I think the advantages of using Vectors outweigh losing built-in filter/replace for most applications of floating-point columns.
Confusing output
As it is now, NAs become NaNs, and they are displayed that way. It is probably possible to modify the show() functions to overcome this. It is probably possible to distinguish between NaNs and NAs by using a different bit pattern for each. With support of Julia core, output could be modified for all arrays.
No universal type for columns
New features like indexing cannot be added automatically to all column types. For many features, this could be handled by API's rather than by type inheritance. For features where this is not possible, DataVecs can be used.

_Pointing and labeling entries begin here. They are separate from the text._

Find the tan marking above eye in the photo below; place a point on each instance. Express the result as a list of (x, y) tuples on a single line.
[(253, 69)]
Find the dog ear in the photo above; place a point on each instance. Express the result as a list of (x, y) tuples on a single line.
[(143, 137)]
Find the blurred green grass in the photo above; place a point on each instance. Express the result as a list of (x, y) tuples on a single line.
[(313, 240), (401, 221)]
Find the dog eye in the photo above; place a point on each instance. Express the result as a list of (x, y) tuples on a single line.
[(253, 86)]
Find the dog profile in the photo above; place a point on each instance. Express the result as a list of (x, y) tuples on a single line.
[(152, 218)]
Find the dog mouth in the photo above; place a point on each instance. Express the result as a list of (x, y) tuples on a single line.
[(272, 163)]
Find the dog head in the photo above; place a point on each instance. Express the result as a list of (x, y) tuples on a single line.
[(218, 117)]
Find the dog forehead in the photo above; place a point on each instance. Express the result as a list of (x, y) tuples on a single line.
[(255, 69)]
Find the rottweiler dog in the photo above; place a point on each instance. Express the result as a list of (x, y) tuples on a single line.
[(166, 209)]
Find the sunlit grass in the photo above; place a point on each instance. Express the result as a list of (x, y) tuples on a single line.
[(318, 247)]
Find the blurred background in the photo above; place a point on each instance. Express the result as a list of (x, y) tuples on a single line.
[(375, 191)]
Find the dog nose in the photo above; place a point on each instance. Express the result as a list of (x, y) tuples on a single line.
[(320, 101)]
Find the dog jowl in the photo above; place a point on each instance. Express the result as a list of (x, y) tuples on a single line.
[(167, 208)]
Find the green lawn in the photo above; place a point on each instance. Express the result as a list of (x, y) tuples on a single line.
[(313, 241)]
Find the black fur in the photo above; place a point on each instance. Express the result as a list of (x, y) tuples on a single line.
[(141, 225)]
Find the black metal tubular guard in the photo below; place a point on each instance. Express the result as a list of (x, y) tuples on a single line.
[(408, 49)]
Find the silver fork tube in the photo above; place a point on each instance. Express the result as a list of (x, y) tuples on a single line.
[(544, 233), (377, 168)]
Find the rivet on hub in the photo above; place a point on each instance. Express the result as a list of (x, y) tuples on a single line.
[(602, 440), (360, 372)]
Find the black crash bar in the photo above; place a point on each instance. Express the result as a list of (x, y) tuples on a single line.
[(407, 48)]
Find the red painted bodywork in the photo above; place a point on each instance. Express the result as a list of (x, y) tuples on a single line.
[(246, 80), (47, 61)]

No Integer/Bool/String support
This approach cannot be used for these types because they don't have an NaN. R's approach of picking a bit pattern for each as an NA would not work unless it was integrated into Julia's core (not likely and probably not a good idea). Anyway, DataVecs or PooledDataVecs are more appropriate here anyway. Also, the universe of functions that need to work on these types is smaller than the set of functions operating on Vector{Float}.
Next steps
I'm not proposing that we ditch DataVecs. I'm proposing that we have an alternative. One may work better for the user in some situations than the other.
More work is needed to sort all of this out. This includes deciding what's the default for column assignment or reading from CSV's. Here's what I would choose:
- Bool -> PooledDataVec
- String -> PooledDataVec
- Integer -> DataVec (but Pooled may be used a lot here)
- Float -> Vector
We probably need an AsIs type for overriding defaults.
Another area is promotion. What type should x::DataVec{Float64} + v::Vector{Float64} produce?
As far as DataVec{Float} support, I think we should continue to support it, but the list of functions we support at the start could be a lot smaller. If it gains wide use, folks will add methods to support it.